After a couple of months with the GTX 960, I came to the conclusion that while it might have been worth the $50 price premium for gaming, it currently isn't worth the extra cost for Adobe Premiere Pro (even the CC 2014 release). Therefore, I am trying out an eVGA GTX 970 SC card to determine whether it's my PC's CPU or the GPU that's limiting my PC's overall performance.

My findings will be posted in another thread.

RoninEdits
Inspiring
June 13, 2015

as far as gtx 960 vs 750 ti, it will come down to the media and effects being used in the project. in some cases even the gtx 960 would be underpowered. the new version of premiere, soon to be released, will be featuring speedgrade tools inside of premiere. this may place more demand on the gpu and make the gtx 960 worth having.

if you need to find out your systems bottlenecks, you can use windows resource monitor and GPU-Z‌  to see instantly while rendering/exporting how the system hardware is performing. premiere still mainly uses the cpu for exporting/rendering, so you may find the cpu maxed and the gpu usage somewhat low.

Inspiring
April 17, 2015

Randall,

While I certainly value the PPBM6 benchmark to compare various hardware and configuration settings, the GPU performance that is most important to me is simply playing back timelines smoothly with playback set for full resolution (vs. 1/2, 1/4, etc.) and scrubbing with the upmost in responsiveness.

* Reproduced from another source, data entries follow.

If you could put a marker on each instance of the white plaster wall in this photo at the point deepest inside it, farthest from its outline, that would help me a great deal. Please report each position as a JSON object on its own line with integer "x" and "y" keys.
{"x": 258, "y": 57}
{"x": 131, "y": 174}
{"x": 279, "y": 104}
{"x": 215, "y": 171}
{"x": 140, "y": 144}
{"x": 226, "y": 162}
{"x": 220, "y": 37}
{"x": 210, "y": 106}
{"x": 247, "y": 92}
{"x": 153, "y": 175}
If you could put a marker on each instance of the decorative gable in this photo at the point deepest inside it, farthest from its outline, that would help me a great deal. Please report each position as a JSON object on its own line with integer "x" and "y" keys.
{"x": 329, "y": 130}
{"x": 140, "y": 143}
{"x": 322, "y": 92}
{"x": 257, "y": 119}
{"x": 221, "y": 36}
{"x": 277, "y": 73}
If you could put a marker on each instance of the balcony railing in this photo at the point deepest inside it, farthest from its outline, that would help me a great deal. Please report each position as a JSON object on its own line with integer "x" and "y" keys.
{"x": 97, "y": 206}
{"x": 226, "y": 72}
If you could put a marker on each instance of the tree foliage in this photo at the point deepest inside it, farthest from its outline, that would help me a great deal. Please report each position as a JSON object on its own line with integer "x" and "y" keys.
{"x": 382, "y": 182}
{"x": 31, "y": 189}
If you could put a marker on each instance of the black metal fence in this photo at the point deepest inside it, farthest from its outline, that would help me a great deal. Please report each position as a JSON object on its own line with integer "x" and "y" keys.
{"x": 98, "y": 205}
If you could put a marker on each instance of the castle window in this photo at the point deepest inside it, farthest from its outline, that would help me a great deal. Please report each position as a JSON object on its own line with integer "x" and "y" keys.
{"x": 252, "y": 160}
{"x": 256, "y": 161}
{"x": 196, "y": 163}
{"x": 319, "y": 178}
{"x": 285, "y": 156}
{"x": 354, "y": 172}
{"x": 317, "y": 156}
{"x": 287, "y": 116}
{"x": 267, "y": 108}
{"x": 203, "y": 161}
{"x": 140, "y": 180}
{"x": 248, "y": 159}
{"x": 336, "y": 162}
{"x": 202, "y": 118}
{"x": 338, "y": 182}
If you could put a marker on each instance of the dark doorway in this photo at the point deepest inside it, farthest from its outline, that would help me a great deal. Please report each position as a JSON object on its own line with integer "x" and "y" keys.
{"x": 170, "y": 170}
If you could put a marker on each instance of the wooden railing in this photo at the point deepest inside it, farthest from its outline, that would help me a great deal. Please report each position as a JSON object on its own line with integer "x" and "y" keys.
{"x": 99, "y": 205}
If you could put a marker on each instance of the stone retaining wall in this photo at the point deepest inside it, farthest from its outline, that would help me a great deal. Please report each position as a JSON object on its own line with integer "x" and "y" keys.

It may be difficult to measure playback smoothness, but you can use the dropped frame counter to compare various hardware.

If playback is smooth and I can scrub my timelines effortlessly, then how fast it takes to render a finished project out just really doesn't matter that much.

Even though you are mostly working with 1080 resolution media now, it may not hurt to try some more difficult media as well (aka RED 4k, PPBM H.264 timeline, etc.)

Regards,

Jim

RjL190365Author
Legend
April 25, 2015

Jim,

That might have been the case with your particular workflow. However, there have been rare cases in which timeline performance is fast but rendering (exporting) performance remains excruciatingly slow. What good is a particular GPU if playback is very fast but exporting takes a whopping 10 hours for every hour of 1080-resolution video used even with only a single video layer?